Space radiation is one of the major obstacles to space exploration. If not mitigated, radiation can interact both with biological and electronic systems, inducing damage and posing significant risk to space missions. Countermeasures can only be studied effectively with ground-based accelerators that act as a proxy for space radiation. Following an in-silico design and optimization process we have developed a galactic cosmic ray (GCR) simulator using a hybrid active-passive methodology. In this approach, the primary beam energy is actively switched and the beam interacts with specifically designed passive modulators. In this paper, we present the implementation of such a GCR simulator and its experimental microdosimetric characterization. Measuring the GCR field is of paramount importance, both before providing it to the user as a validated radiation field and for achieving the best possible radiation description. The issue is addressed in this paper by using a tissue equivalent proportional counter to measure radiation quality and by comparing experimental measurements with Monte Carlo simulations. In conclusion, we will demonstrate the GCR simulator's capability to reproduce a GCR field.

Figures (8)

• Figure 1: Photo of the experimental setup implemented in Cave A.
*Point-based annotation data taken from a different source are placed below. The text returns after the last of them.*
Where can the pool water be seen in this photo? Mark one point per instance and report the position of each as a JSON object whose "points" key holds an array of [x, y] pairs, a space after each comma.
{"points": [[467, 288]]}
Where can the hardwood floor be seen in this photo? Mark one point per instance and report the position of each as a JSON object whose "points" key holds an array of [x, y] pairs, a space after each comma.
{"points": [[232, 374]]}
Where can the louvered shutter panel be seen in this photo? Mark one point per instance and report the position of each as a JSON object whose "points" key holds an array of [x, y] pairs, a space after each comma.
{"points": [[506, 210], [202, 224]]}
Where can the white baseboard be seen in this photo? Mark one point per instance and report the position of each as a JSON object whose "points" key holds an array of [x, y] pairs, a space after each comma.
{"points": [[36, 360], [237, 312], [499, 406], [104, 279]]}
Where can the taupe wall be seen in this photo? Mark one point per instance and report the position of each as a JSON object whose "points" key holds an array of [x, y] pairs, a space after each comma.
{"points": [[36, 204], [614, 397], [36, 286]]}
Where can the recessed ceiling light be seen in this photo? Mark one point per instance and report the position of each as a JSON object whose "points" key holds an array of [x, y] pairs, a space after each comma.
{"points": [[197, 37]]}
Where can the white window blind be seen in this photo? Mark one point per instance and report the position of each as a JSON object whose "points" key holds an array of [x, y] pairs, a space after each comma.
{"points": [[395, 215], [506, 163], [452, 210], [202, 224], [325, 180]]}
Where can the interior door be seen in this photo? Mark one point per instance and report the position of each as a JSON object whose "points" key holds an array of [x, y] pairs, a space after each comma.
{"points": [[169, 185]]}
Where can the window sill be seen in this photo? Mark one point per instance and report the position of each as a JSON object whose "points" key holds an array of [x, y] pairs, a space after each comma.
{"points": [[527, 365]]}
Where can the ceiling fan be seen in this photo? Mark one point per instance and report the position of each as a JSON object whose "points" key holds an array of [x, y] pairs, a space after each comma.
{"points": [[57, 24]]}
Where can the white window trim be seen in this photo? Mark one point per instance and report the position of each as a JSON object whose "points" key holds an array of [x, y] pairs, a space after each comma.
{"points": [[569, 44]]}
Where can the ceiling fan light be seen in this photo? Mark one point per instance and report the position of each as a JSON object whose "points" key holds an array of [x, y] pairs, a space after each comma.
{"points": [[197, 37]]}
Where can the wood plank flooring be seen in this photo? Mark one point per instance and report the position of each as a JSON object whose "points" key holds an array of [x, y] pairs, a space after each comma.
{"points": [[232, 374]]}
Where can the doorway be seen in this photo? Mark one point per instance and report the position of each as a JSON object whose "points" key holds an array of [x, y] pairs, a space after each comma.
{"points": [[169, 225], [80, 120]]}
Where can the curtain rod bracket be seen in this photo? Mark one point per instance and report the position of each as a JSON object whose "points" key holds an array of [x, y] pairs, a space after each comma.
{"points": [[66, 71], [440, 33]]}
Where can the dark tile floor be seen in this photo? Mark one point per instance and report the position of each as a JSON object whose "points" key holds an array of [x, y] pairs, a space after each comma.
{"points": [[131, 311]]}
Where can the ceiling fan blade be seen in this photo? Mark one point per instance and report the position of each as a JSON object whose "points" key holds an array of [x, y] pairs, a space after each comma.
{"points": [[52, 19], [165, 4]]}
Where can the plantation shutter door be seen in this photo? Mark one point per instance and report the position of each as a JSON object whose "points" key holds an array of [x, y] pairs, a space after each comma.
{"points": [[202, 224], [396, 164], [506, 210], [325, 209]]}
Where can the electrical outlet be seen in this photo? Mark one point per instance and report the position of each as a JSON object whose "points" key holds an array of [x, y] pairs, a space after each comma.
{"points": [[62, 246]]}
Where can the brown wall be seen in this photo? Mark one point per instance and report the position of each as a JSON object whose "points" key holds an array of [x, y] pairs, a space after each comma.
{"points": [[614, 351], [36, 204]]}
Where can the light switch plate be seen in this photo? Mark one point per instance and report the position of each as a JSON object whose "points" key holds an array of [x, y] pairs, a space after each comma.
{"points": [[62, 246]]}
• Figure 2: Schematic of the experimental setup of the GCR simulator implemented in Cave A for the TEPC measurement. The picture, for illustrative purposes, shows all the elements in the beam path. Once a GCR simulator configuration has been selected, the elements are removed/inserted into the beamline via remote controllable modulator exchangers accordingly. Item colors are assigned based on their respective materials. Vertical axis is not to scale, all units are in .
• Figure 3: Scheme of the setup implemented in the Monte Carlo simulation. The picture, for illustrative purposes, shows all the elements in the beam path. Upon selecting a GCR simulator configuration, only the required elements are initialized accordingly. Item colors are assigned to their respective materials. Vertical axis is not to scale, all units are in $mm$.
• Figure 4: Comparison of experimental (red) and simulated (blue) $f(y)$ distribution for the three complex modulators configurations. Errors are estimated using the statistical error.
• Figure 5: Comparison of experimental (red) and simulated (blue) $f(y)$ distribution for the three slab modulator configurations. Errors are estimated using the statistical error.